DIGITAL IMAGE PROCESSING: Digital Image Processing involves a collection of techniques for the manipulation of digital images by computers. Digital image processing is the use of computer algorithms to perform image processing on digital images. As a subcategory or field of digital signal processing, digital image processing has many advantages over analog image processing. It allows a much wider range of algorithms to be applied to the input data and can avoid problems such as the build-up of noise and signal distortion during processing. Since images are defined over two dimensions (perhaps more) digital image processing may be modeled in the form of Multidimensional Systems.
Digital processing is used in a variety of applications. The different types of digital processing include image processing, audio processing, video processing, signal processing, and data processing. In the most basic terms, digital processing refers to any manipulation of electronic data to produce a specific effect. Data Formats For Digital Satellite Imagery: Digital data from the various satellite systems supplied to the user in the form of computer readable tapes or CD-ROOM. As no worldwide standard for the storage and transfer of remotely sensed data has been agreed upon, though the COOS (Committee on Earth Observation Satellites) format is becoming accepted as the standard.
Digital remote sensing data are often organized using one of the three common formats used to organism image data . For an instance an image consisting of four spectral channels, which can be visualized as four superimposed images, with corresponding pixels in one band registering exactly to those in the other bands.

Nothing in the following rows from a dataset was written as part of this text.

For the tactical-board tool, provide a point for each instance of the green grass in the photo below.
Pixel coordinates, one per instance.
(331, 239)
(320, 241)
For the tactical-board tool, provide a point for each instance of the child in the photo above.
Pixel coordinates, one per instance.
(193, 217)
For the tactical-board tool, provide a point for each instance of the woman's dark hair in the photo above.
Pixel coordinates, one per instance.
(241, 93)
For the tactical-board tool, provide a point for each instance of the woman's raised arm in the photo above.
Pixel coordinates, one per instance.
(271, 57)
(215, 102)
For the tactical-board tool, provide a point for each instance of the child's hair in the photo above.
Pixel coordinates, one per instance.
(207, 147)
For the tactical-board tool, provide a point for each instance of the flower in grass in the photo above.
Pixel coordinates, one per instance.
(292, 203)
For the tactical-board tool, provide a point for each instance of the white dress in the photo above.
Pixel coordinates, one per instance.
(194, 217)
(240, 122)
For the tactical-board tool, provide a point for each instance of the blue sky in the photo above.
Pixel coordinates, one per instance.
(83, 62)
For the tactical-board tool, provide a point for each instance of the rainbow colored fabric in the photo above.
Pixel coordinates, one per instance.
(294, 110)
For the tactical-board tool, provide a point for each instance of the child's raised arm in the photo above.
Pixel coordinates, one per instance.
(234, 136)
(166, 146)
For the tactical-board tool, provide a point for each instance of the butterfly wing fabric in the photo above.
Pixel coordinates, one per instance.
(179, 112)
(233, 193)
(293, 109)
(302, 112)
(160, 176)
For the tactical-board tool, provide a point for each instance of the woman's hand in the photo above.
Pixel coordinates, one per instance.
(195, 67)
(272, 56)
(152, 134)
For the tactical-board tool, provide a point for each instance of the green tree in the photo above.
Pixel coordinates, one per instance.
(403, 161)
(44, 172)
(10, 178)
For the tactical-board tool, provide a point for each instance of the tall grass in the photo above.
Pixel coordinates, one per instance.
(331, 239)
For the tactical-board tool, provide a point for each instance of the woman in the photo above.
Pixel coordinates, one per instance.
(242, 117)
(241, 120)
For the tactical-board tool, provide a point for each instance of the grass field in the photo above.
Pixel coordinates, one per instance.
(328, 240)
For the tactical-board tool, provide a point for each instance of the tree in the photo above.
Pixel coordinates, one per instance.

These common formats are: Band Interleaved by Pixel (BPI) Band Interleaved by Line (BILL) Band Sequential (BC) Image Resolution: Resolution can be defined as “the ability of an imaging system to record fine details in a distinguishable manner”. A working knowledge of resolution is essential for understanding both practical and conceptual details of remote sensing.
Along with the actual positioning of spectral bands, they are of paramount importance in determining the suitability of remotely sensed data for a given applications. The major characteristics of imaging remote sensing instrument operating in the visible and infrared spectral region are described in terms as follow: Spectral resolution Radiometric resolution Spatial resolution Temporal resolution Spectral Resolution refers to the width of the spectral bands. As different material on the earth surface exhibit different spectral reflectance’s and mistresses. These spectral characteristics define the spectral position and spectral sensitivity in order to distinguish materials. There is a tradeoff between spectral resolution and signal to noise.